See the law for more definitions.

Key Roles

In very basic terms, manufacturers (either individually or through a stewardship organization), design their own stewardship program. They prepare and implement a plan to achieve certain goals and report to CalRecycle on their progress. CalRecycle approves plans, monitors progress, and provides oversight and enforcement to ensure a level playing field among paint manufacturers. Other service providers, such as HHW management contractors, local HHW programs, and/or retailers, participate in the program as negotiated through the manufacturer or stewardship organization.

Stewardship Plans

A stewardship plan defines how a manufacturer or stewardship organization intends to fulfill its responsibilities under the law and communicates a course of action to stakeholders and the public. Plans submitted to CalRecycle will be posted at CalRecycle’s Paint Stewardship Program webpage.


A unique and very important aspect of the paint stewardship law is that it requires sustainable funding. Paint manufacturers are required to demonstrate sufficient funding for the program via an assessment added to the cost of paint that must be approved by CalRecycle as part of the plan approval process. A stewardship organization collects a paint stewardship assessment for each container of paint sold in the state by manufacturers operating under a CalRecycle-approved plan. That assessment will be added to the cost of all paint sold to California retailers and distributors, and, in turn, each of those retailers and distributors will add the assessment to the purchase price of all paint sold in the state. The amount of the assessment shall be sufficient to meet, but not exceed, the cost of carrying out the plan. Any surplus funds must be put back into the program to reduce the costs of the program, including the assessment amount.

Enforcement and Compliance

Maintaining a level playing field among manufacturers is addressed through a combination of civil penalties for noncompliance and transparency that allows all stakeholders and the public to evaluate progress. For manufacturers to be in compliance, they must develop and implement a CalRecycle-approved stewardship plan, submit annual reports on the progress of their program, and submit an administrative fee to CalRecycle to cover the cost of services to administer and enforce this law.


Annual reports will be posted on CalRecycle’s Annual Reporting web page. These reports shall include information on volume of paint sold, postconsumer paint recovered, the methods used to collect, transport, and process postconsumer paint, the total program cost, an evaluation of the funding mechanism, an independent financial audit, and examples of educational materials provided to consumers. Annual reports are due to CalRecycle each year by November 1. CalRecycle reviews annual reports within the context of the requirements in statute and regulations and determines if the report is complete. Within 90 days of receiving a complete report, CalRecycle adopts a finding of compliance, non-compliance, or conditional approval.
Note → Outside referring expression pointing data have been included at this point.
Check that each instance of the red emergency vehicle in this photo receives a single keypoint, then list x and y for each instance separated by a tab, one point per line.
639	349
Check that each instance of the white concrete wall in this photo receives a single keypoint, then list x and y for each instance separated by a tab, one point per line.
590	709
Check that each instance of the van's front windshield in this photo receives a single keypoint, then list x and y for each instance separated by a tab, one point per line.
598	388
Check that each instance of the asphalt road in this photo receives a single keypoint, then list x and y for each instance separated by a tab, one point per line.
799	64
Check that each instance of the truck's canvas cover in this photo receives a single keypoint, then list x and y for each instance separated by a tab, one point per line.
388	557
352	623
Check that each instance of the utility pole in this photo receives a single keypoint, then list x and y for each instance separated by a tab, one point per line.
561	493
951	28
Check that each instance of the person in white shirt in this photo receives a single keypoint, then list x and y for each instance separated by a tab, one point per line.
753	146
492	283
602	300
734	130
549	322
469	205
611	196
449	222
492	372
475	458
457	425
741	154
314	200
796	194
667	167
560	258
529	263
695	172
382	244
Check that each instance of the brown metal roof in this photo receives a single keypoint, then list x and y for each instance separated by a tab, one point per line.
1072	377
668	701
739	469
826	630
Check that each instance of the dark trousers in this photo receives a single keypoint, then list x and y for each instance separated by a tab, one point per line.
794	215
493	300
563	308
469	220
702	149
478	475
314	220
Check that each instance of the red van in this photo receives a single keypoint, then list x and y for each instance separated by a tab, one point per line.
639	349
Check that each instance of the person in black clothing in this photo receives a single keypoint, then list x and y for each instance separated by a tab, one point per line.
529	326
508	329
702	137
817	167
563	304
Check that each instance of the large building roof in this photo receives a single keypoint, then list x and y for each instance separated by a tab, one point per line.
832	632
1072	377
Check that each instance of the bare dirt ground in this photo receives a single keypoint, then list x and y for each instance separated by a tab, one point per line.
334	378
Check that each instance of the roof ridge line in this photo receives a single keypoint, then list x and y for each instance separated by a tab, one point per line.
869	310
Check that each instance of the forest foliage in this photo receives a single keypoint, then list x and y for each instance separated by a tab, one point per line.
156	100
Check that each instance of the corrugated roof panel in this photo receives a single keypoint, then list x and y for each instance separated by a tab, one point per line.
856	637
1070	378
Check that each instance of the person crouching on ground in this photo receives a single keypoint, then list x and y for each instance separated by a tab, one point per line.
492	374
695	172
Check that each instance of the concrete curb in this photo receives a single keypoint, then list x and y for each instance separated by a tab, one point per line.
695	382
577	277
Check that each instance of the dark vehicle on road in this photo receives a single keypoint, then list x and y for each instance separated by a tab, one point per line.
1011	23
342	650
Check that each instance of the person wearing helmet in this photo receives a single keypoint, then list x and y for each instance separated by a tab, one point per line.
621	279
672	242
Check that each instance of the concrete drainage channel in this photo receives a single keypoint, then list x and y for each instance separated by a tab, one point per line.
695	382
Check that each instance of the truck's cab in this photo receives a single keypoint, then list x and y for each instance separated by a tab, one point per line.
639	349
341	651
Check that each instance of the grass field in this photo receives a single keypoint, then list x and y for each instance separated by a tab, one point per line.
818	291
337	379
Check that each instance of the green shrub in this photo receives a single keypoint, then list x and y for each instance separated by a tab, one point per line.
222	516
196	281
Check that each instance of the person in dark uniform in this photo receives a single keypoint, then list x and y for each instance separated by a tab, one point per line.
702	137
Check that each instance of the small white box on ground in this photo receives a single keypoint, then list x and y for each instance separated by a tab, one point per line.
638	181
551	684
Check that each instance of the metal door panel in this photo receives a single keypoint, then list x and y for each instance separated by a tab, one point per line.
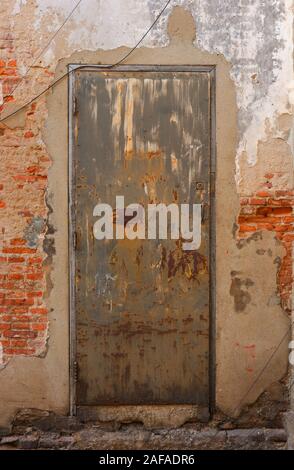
141	306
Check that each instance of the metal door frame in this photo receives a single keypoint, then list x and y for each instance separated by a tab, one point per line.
211	69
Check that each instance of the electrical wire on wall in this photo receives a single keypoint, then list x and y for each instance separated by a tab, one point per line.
56	82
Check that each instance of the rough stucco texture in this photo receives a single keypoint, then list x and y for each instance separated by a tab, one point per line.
254	36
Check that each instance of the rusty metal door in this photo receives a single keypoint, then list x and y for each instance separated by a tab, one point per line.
141	306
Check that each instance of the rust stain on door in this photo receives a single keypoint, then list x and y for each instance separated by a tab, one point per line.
142	306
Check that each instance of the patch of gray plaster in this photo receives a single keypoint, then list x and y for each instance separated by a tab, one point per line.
33	231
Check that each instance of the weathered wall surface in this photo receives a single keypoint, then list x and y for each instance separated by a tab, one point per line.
251	46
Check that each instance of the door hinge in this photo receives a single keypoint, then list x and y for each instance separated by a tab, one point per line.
212	184
75	371
74	106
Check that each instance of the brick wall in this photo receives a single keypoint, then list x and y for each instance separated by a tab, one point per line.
272	210
23	225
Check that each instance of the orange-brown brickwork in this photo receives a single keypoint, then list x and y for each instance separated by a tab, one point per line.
273	211
23	214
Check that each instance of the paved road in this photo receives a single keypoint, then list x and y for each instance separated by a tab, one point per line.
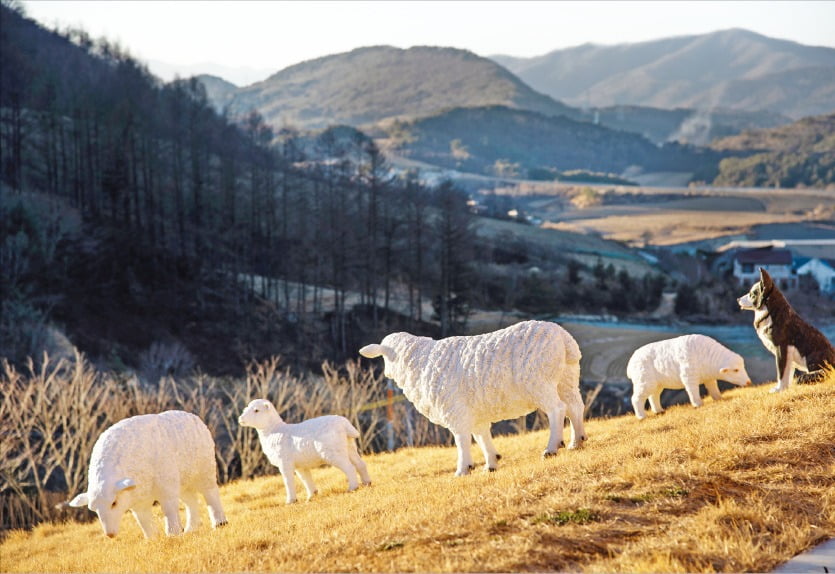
821	559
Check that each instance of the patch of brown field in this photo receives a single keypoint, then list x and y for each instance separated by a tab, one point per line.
740	484
673	226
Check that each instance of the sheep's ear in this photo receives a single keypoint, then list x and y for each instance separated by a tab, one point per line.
125	484
374	351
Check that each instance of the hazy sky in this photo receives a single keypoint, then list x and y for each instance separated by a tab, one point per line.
269	36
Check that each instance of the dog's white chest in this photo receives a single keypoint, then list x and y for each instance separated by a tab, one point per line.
763	322
794	357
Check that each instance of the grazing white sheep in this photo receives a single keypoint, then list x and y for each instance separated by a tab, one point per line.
466	383
682	362
163	458
299	447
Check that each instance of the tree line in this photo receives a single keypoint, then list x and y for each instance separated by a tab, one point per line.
181	205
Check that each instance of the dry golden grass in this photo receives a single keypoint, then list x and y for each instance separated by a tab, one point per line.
741	484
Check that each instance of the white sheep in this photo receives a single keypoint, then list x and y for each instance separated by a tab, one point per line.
163	458
466	383
682	362
299	447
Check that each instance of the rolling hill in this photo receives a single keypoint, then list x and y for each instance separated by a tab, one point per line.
734	68
714	489
798	154
504	142
371	84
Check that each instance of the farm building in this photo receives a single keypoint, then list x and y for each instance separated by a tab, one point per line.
823	270
777	261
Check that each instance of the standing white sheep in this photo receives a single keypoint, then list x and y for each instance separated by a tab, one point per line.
466	383
144	459
682	362
299	447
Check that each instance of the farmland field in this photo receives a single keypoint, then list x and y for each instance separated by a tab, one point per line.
667	217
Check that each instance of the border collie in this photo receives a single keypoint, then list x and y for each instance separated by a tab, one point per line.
794	342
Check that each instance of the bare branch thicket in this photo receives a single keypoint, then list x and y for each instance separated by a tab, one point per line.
350	393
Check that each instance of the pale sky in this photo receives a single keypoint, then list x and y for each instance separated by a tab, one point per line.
269	36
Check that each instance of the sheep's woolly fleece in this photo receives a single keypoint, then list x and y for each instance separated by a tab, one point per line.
682	362
299	447
477	380
166	456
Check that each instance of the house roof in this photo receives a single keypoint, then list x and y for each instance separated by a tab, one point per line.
830	263
765	256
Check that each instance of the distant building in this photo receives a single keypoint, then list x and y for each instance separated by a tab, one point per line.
823	270
778	263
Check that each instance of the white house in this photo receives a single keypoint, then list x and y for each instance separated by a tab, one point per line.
823	270
778	263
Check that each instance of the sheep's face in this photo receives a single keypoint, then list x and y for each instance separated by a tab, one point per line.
109	505
735	373
258	414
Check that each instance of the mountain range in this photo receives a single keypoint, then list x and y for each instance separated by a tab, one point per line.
368	85
735	69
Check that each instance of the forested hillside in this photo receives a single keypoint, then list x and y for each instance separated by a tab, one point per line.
514	143
153	231
735	69
133	215
799	154
370	84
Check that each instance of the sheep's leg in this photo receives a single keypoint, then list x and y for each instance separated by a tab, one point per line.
192	510
655	402
556	421
359	464
638	402
171	510
287	471
713	389
485	441
216	514
345	465
691	386
575	415
307	480
463	442
145	518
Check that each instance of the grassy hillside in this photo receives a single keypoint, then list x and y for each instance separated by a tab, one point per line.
741	484
731	68
367	85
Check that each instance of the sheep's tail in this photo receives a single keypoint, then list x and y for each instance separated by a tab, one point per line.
350	431
572	349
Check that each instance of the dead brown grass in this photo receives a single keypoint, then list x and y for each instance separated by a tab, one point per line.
740	484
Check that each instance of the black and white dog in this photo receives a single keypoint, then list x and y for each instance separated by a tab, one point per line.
794	342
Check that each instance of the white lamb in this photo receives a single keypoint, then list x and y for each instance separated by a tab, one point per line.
466	383
682	362
163	458
299	447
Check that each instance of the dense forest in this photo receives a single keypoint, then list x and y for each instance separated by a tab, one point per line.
190	226
148	227
796	155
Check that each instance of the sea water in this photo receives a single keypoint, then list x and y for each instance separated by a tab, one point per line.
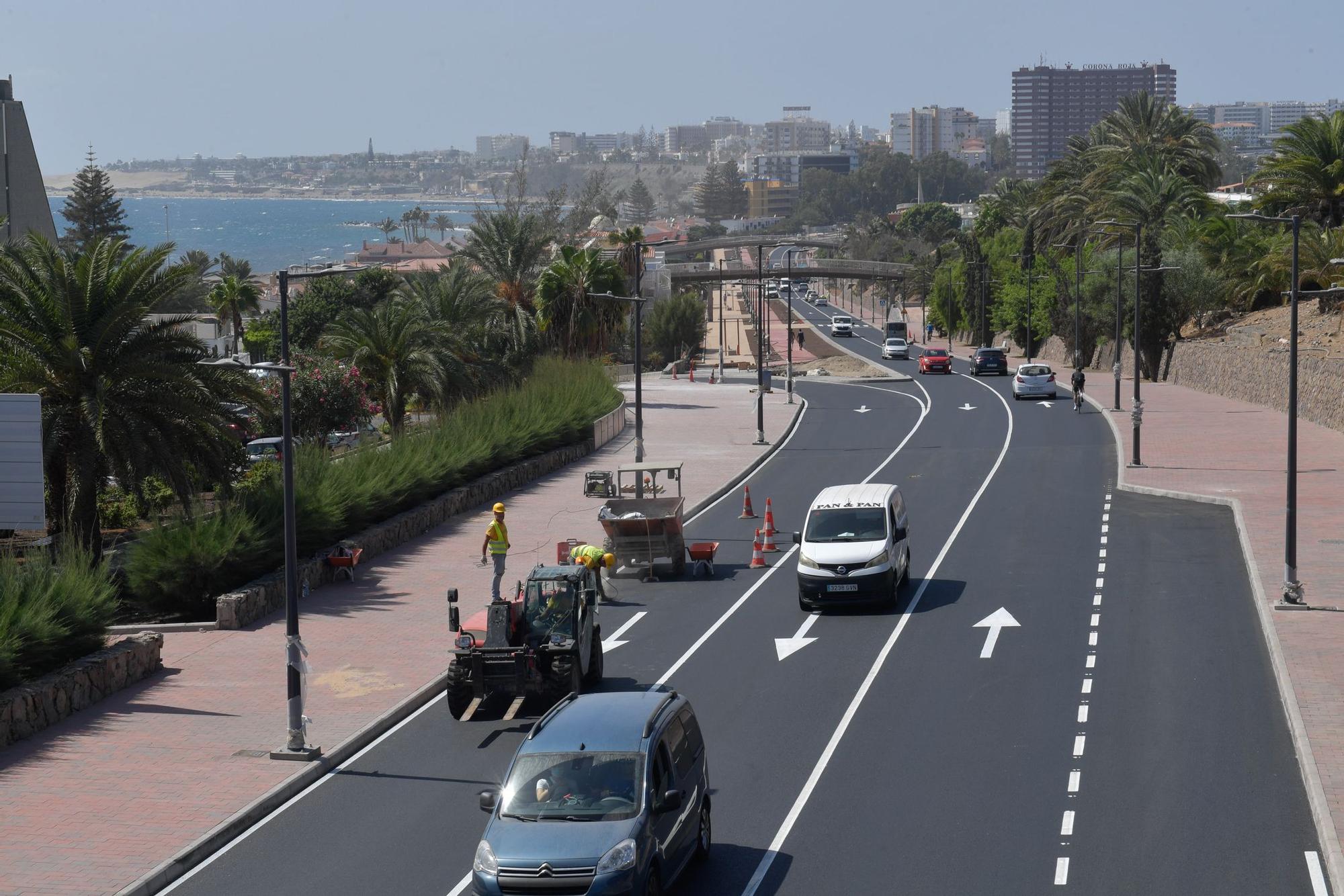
269	233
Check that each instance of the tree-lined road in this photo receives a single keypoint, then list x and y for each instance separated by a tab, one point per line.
1126	735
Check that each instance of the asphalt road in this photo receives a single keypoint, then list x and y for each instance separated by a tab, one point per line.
1124	738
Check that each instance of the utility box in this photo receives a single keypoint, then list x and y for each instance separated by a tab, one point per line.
22	483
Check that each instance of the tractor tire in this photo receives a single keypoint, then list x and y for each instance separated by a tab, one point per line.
459	690
595	676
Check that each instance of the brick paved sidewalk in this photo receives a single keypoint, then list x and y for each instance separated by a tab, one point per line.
95	803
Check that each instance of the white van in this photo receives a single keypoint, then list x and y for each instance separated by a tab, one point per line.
854	546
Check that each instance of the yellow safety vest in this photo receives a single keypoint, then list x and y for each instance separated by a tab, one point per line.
498	537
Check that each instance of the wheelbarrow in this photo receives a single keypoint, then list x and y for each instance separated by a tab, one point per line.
702	554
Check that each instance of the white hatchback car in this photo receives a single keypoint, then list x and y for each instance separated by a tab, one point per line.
1034	381
896	347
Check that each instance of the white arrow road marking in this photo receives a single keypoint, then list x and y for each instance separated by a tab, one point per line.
612	641
997	623
788	647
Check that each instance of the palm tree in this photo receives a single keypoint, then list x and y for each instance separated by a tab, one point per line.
443	224
230	299
1306	173
120	397
566	308
394	347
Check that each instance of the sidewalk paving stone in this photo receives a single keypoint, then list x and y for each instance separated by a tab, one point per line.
97	801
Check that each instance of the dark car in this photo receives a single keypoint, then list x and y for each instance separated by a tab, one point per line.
622	789
989	361
935	359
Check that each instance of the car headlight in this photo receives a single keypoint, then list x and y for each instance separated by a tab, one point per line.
620	858
486	862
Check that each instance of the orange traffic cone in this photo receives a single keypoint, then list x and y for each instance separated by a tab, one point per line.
757	558
748	514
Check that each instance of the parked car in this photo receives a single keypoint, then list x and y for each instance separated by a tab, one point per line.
623	785
1034	381
935	361
989	361
896	347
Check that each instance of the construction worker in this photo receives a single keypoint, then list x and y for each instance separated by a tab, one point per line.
595	559
497	542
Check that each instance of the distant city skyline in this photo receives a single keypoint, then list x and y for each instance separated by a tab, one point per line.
311	79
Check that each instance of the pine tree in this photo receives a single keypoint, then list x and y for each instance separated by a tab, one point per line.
642	202
93	209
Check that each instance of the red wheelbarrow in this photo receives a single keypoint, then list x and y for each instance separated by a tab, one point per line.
702	555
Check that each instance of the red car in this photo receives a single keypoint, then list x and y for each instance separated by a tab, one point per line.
935	359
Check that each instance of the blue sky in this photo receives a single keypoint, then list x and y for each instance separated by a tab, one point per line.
159	80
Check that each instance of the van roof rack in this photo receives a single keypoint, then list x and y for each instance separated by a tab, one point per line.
552	713
658	711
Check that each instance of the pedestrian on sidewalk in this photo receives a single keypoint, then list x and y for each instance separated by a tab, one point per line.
497	542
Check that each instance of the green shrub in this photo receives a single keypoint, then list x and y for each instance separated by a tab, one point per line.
183	566
52	612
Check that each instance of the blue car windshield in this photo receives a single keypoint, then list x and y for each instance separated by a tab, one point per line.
576	787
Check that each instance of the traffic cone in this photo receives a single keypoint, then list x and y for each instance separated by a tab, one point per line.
748	514
757	558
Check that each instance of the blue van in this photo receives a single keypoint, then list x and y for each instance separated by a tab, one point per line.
608	795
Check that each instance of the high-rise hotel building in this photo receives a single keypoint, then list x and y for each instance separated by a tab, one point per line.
1052	105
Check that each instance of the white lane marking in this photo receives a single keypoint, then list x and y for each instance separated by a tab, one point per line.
299	796
748	482
796	811
997	623
1314	870
718	623
614	640
788	647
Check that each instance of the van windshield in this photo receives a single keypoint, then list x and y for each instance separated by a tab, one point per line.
576	787
847	525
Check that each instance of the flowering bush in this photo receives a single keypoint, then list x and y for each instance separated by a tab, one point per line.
327	398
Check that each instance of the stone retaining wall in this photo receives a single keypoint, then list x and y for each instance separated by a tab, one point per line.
1261	378
32	707
267	594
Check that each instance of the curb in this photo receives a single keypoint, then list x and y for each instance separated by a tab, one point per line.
1302	742
751	468
209	844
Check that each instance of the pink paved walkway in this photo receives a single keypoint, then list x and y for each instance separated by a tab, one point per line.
96	803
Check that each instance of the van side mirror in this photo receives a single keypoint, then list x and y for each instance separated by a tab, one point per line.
671	801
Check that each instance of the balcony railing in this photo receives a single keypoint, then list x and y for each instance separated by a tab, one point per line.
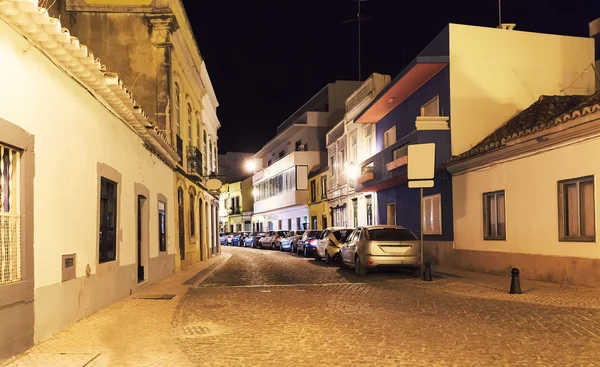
194	161
179	143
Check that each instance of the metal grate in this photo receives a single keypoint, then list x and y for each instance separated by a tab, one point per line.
10	248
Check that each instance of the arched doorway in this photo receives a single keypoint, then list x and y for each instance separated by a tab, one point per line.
180	219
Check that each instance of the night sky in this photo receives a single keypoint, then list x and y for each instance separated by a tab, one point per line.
266	58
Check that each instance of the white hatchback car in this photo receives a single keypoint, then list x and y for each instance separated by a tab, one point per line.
374	247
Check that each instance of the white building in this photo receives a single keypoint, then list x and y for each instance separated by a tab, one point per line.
348	145
281	182
83	172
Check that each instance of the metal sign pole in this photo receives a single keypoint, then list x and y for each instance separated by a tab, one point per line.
422	248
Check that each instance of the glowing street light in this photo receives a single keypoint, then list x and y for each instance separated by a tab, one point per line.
250	165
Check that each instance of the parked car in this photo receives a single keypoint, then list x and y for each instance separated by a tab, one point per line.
330	243
253	238
306	245
273	239
375	247
223	239
290	241
238	238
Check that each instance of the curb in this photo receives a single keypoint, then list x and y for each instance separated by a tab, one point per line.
211	270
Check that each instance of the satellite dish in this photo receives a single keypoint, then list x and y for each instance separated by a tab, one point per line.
214	184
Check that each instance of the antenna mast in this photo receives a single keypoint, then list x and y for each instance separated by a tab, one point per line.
359	19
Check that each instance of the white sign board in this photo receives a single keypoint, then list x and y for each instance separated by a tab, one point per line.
421	161
423	184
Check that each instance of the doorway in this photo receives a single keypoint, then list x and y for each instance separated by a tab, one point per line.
180	220
141	237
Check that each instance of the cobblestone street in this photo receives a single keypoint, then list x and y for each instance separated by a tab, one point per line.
268	308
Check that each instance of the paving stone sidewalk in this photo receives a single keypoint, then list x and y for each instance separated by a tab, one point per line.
131	332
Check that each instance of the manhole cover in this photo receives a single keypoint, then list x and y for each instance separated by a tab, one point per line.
195	330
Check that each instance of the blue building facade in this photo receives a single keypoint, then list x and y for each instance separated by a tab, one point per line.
413	109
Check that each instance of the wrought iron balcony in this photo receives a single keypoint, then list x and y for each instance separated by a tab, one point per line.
194	161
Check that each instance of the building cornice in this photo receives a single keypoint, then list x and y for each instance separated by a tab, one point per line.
580	129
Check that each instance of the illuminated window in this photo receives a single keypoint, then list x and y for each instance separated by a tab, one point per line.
177	114
576	212
432	214
431	108
494	217
389	137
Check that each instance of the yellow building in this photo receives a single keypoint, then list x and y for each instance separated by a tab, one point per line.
319	212
153	49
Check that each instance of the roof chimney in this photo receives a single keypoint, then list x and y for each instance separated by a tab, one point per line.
595	34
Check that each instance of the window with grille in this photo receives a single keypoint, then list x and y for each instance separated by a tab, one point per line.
431	108
432	214
108	221
576	210
10	220
494	216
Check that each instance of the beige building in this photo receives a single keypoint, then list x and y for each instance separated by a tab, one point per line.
526	197
152	46
236	205
86	182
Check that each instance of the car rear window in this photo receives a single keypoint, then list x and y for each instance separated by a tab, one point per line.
390	234
343	234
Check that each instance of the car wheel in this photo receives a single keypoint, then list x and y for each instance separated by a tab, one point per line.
359	270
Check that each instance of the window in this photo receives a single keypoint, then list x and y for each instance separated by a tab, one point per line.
432	214
576	212
198	134
209	156
392	214
162	226
332	167
10	220
204	166
192	216
189	125
368	140
369	200
355	212
177	113
353	148
108	221
431	108
494	221
389	137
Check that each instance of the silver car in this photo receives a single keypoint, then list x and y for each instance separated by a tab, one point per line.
374	247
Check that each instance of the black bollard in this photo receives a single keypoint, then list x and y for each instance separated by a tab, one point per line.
515	284
427	273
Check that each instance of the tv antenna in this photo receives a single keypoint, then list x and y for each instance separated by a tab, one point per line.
359	19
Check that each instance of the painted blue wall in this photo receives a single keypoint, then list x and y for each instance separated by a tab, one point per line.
405	114
408	210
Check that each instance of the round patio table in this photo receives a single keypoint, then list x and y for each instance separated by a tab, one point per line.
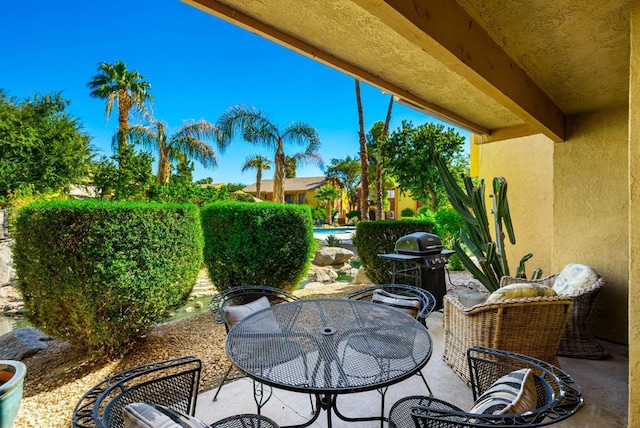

CalRecycle used a rulemaking process to establish procedures such as:

    • Stewardship plan approval criteria.
    • A process for CalRecycle to accept payment for its services related to oversight and enforcement activities.
    • The establishment of penalty ranges that reflect a progressive enforcement approach.
    • Criteria for acceptance of annual reports.

The Office of Administrative Law approved the Architectural Paint Recovery Program Regulations on June 6, 2012. The regulations became effective immediately.